1 March 2017
“Infrastructure tax” is a weasel term for “sales tax”
Sen. Mike Phillips (D-Bozeman) and Rep. Dave Fern (D-Whitefish) have asked for bills that authorize local option sales taxes. Neither bill has been introduced, but preliminary drafts are posted on the legislature’s website.
Phillips’ bill, LC0249, dated 20 December 2016, is listed as having the short title of “Allow local option sales tax.” The draft bill’s title, “An Act Authorizing a Local Option Tax of Up to 4% on Designated Goods and Services,” omits “sales,” but it’s clear from the context that the tax is a sales tax.
Fern’s bill, LC1136, is in it’s second iteration.

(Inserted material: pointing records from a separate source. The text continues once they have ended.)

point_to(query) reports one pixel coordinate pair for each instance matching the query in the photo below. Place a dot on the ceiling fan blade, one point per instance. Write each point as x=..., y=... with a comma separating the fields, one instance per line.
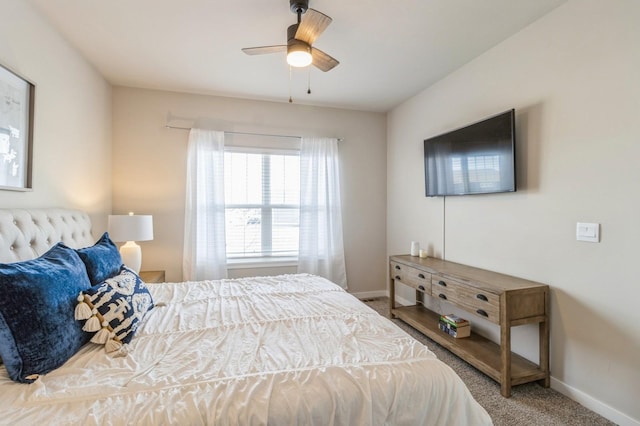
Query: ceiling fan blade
x=312, y=25
x=322, y=61
x=261, y=50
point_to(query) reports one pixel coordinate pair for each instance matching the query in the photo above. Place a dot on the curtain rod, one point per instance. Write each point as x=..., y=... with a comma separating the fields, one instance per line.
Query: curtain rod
x=245, y=133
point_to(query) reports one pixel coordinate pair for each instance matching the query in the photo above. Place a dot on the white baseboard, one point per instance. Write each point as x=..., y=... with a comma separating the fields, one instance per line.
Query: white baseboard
x=593, y=404
x=370, y=294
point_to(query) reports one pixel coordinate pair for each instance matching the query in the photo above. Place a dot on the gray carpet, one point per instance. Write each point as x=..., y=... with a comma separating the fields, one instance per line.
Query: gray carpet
x=530, y=404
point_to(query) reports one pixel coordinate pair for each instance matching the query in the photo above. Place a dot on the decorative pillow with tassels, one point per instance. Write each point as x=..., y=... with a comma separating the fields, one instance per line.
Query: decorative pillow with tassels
x=114, y=309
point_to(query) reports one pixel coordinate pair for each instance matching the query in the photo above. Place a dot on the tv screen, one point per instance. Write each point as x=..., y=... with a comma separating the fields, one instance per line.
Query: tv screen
x=476, y=159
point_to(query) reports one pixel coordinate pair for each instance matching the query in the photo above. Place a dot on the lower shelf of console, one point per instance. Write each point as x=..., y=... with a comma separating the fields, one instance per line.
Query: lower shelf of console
x=478, y=351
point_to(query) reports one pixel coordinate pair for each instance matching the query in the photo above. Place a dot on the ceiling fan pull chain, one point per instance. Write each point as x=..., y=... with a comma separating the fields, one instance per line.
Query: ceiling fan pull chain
x=290, y=98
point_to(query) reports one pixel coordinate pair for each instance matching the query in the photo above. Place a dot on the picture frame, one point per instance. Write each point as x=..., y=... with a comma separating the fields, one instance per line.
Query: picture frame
x=16, y=131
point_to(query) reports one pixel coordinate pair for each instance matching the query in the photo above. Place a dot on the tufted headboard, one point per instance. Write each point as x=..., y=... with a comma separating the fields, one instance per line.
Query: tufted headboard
x=27, y=233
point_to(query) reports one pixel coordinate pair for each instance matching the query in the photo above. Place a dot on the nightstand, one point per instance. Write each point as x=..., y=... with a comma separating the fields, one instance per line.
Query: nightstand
x=152, y=276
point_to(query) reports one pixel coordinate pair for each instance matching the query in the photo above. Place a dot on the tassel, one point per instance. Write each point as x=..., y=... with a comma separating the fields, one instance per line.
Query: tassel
x=92, y=324
x=123, y=351
x=112, y=344
x=102, y=335
x=83, y=311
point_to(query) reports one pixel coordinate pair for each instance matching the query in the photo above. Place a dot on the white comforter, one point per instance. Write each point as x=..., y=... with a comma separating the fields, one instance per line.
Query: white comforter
x=287, y=350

The first draft, dated 20 December 2016, is virtually identical to LC0249, is titled “An Act Authorizing a Local Option Tax of Up to 4% on Designated Goods.” The second draft, dated 28 February 2017, has a wordier title, “An Act Authorizing a Municipality, a Consolidated City-County, Or a County, By Vote of the Electorate, to Adopt a Local Option Infrastructure Tax on Luxury Goods and Services,” that omits the tax rate, which is set in Section 4 at four percent or less.
LC1136’s short title (Section 1) is “Local Option Infrastructure and Property Tax Relief Act”
LC1136 names the tax for the projects (infrastructure and a little bit of property tax relief) the tax will finance, not for what is taxed (sales). Under this principle, the fuel tax, colloquially known as the gas tax, would also be named the “infrastructure tax” because it finances roads. LC1136 also finances streets and roads. At least 25 percent of the “infrastructure tax” revenue must be dedicated to property tax rebates.
Calling a local option sales tax an “infrastructure tax” is not going to fool anyone. A sales tax by any other name is still a sales tax, and Montana’s voters know the quack of a sales tax when they hear it. LC1136 emits the unmistakable sound of the sales tax quack played fortississimo. Calling LC1136 an “infrastructure tax” may make people dance in the streets, but they may fancy-foot the pitchfork march instead of the love thy legislator waltz.
Even with a properly descriptive title that admits the truth that LC1136 is a sales tax, this bill will be hard to pass. Most Republican legislators are ideologically opposed to new taxes, no matter how regressive, unless they are offset by reductions in income taxes. Democrats may be split on the issue; some want to build things, but others dislike sales taxes on principle.
The current draft of LC1136 tries to limit the sales tax to luxury goods and services, which is a considerable improvement on the measure’s first draft. It will, however, make Christmas presents and a grease burger at Deep Fat Freddie’s Diner more expensive: “‘Luxury goods and services’ means a gift item, luxury item, rental motor vehicle, or other item or a service normally sold to the public or to transient visitors or tourists.”
Whitefish enacted a local option sales tax, officially a “resort tax,” that proponents claim is working well. Maybe so, but I no longer buy burgers in Whitefish.